De rechtbank overweegt als volgt.
7. De rechtbank is van oordeel dat in het bestreden besluit onvoldoende duidelijk naar voren komt dat is getoetst aan artikel 31, tweede lid, aanhef en onder h, van de Vw 2000. Gelet hierop zal het beroep gegrond worden verklaard. Het bestreden besluit zal worden vernietigd.
8. De rechtbank ziet verder aanleiding om de rechtgevolgen van het bestreden besluit in stand te laten. Verweerder heeft in het verweerschrift getoetst aan artikel 31, tweede lid, aanhef en onder h, van de Vw 2000. Naar het oordeel van de rechtbank kan de afwijzing van de aanvraag van eiser op grond van artikel 31, eerste lid, in samenhang met artikel 31, tweede lid, aanhef en onder h, van de Vw 2000 in rechte stand houden. Eiser heeft immers een verblijfsvergunning gekregen in Malta, welk land partij is bij het Vluchtelingenverdrag en het EVRM. Verder is niet gebleken dat Malta de verplichtingen voortvloeiend uit deze verdragen jegens eiser niet zal naleven.
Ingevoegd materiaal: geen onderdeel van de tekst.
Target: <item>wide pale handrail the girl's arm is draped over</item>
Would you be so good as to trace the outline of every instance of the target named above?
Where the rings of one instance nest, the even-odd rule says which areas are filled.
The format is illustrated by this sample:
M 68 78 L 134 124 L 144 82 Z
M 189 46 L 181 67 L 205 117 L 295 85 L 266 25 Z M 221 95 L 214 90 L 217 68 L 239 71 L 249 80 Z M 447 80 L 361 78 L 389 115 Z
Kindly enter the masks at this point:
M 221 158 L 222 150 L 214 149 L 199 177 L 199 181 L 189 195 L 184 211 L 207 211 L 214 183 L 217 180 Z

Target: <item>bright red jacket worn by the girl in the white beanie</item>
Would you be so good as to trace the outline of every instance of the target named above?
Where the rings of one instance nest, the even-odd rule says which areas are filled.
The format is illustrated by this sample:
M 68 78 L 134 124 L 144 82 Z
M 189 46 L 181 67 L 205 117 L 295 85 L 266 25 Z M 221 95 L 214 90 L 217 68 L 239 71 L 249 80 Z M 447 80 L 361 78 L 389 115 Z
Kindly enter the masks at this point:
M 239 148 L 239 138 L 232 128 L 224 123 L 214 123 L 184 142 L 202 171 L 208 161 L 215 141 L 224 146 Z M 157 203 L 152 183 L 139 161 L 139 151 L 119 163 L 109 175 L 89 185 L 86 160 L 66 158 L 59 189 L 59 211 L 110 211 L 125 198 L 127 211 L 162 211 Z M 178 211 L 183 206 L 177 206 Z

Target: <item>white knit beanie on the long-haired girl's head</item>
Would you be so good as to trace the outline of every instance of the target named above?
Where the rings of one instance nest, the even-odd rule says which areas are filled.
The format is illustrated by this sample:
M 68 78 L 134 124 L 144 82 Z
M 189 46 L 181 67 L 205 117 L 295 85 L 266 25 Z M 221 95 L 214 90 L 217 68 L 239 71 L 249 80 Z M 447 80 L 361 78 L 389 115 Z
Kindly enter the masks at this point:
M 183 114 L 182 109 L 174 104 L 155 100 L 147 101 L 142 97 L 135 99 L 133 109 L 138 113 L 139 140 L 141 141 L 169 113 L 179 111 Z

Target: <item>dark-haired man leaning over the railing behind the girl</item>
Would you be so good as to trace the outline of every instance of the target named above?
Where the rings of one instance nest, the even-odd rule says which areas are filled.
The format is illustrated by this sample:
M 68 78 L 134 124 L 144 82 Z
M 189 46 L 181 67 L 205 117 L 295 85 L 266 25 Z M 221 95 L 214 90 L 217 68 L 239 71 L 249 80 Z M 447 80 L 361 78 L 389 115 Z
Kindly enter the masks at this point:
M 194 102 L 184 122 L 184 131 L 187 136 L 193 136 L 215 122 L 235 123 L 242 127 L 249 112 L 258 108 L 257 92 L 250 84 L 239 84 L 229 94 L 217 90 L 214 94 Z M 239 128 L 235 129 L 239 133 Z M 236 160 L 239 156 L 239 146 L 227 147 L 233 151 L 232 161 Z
9. De rechtbank ziet in dit geval aanleiding verweerder te veroordelen in de door eiser gemaakte kosten. Deze kosten worden op de voet van het bepaalde in het Besluit proceskosten bestuursrecht vastgesteld op € 874,- (1 punt voor het indienen van het beroepschrift en 1 punt voor de behandeling ter zitting, met een waarde per punt van € 437, - en een wegingsfactor 1).
Beslissing
De rechtbank:
- verklaart het beroep gegrond;
- vernietigt het bestreden besluit;
- bepaalt dat de rechtsgevolgen van het vernietigde besluit in stand blijven;
- veroordeelt verweerder in de proceskosten ad € 874,- (achthonderdvierenzeventig euro), te betalen aan eiser.
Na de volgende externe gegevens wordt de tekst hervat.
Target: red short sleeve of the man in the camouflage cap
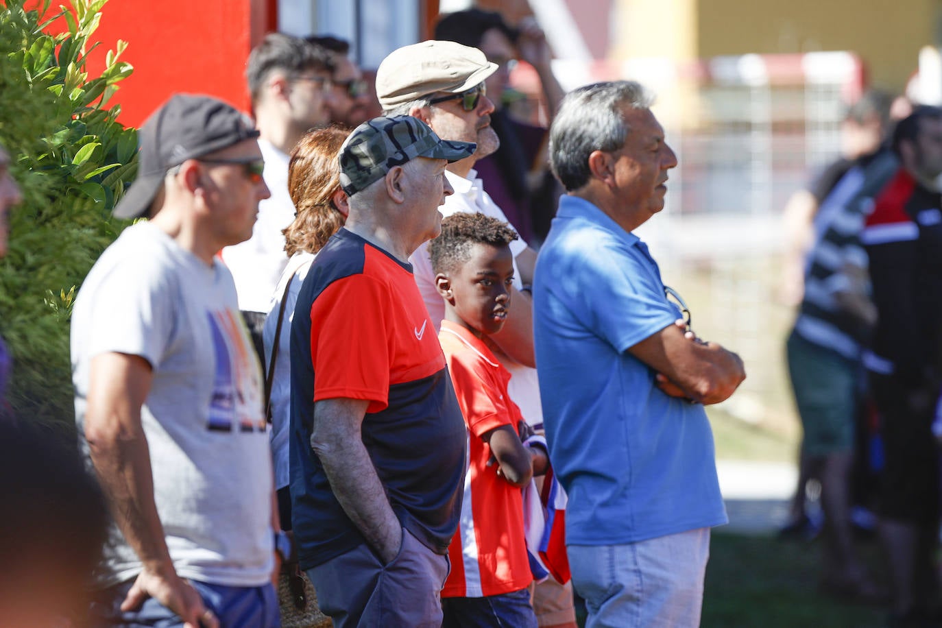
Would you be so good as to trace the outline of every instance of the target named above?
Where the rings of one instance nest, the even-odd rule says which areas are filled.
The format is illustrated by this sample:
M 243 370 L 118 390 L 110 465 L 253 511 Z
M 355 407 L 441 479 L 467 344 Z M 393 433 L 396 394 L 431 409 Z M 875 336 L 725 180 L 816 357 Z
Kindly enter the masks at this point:
M 370 402 L 367 412 L 389 402 L 392 330 L 387 290 L 364 275 L 331 283 L 311 305 L 314 400 L 349 398 Z

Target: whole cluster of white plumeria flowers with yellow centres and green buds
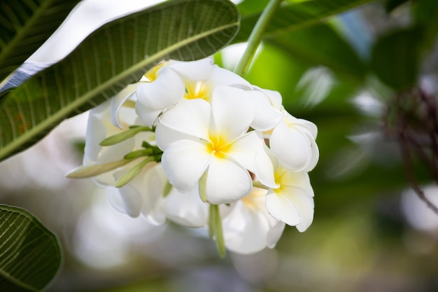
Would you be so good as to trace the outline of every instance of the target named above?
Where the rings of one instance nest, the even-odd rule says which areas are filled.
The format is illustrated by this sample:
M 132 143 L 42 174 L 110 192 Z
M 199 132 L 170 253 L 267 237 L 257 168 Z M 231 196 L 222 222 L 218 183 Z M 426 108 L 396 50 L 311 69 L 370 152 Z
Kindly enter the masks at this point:
M 207 226 L 220 253 L 272 248 L 313 221 L 317 128 L 213 64 L 169 60 L 90 111 L 83 166 L 113 207 L 154 224 Z

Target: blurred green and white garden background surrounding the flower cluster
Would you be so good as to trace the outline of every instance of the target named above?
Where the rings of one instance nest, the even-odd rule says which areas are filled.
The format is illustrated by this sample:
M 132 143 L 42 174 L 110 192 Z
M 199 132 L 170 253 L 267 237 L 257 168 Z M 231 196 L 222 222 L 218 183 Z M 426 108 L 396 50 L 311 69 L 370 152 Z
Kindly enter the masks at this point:
M 240 7 L 244 14 L 266 3 Z M 264 39 L 246 78 L 316 123 L 320 148 L 310 174 L 313 224 L 304 233 L 286 228 L 274 250 L 220 259 L 206 230 L 148 225 L 118 214 L 90 181 L 64 179 L 82 160 L 85 115 L 3 162 L 1 202 L 31 211 L 64 247 L 49 291 L 437 291 L 438 214 L 410 188 L 438 205 L 438 149 L 428 144 L 428 123 L 438 123 L 430 120 L 437 15 L 436 0 L 375 1 Z M 217 62 L 232 69 L 243 46 Z M 407 165 L 400 133 L 430 148 L 407 148 Z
Deze uitspraak is gedaan door mr. W.M.P van Alphen, rechter, in tegenwoordigheid van mr. J.A.B. Koens, griffier. De beslissing is in het openbaar uitgesproken op 1 november 2012.
Afschrift verzonden aan partijen op: 1 november 2012
Rechtsmiddel
Tegen deze uitspraak kan binnen vier weken na de dag van verzending daarvan hoger beroep worden ingesteld bij de Afdeling bestuurs¬recht¬spraak van de Raad van State.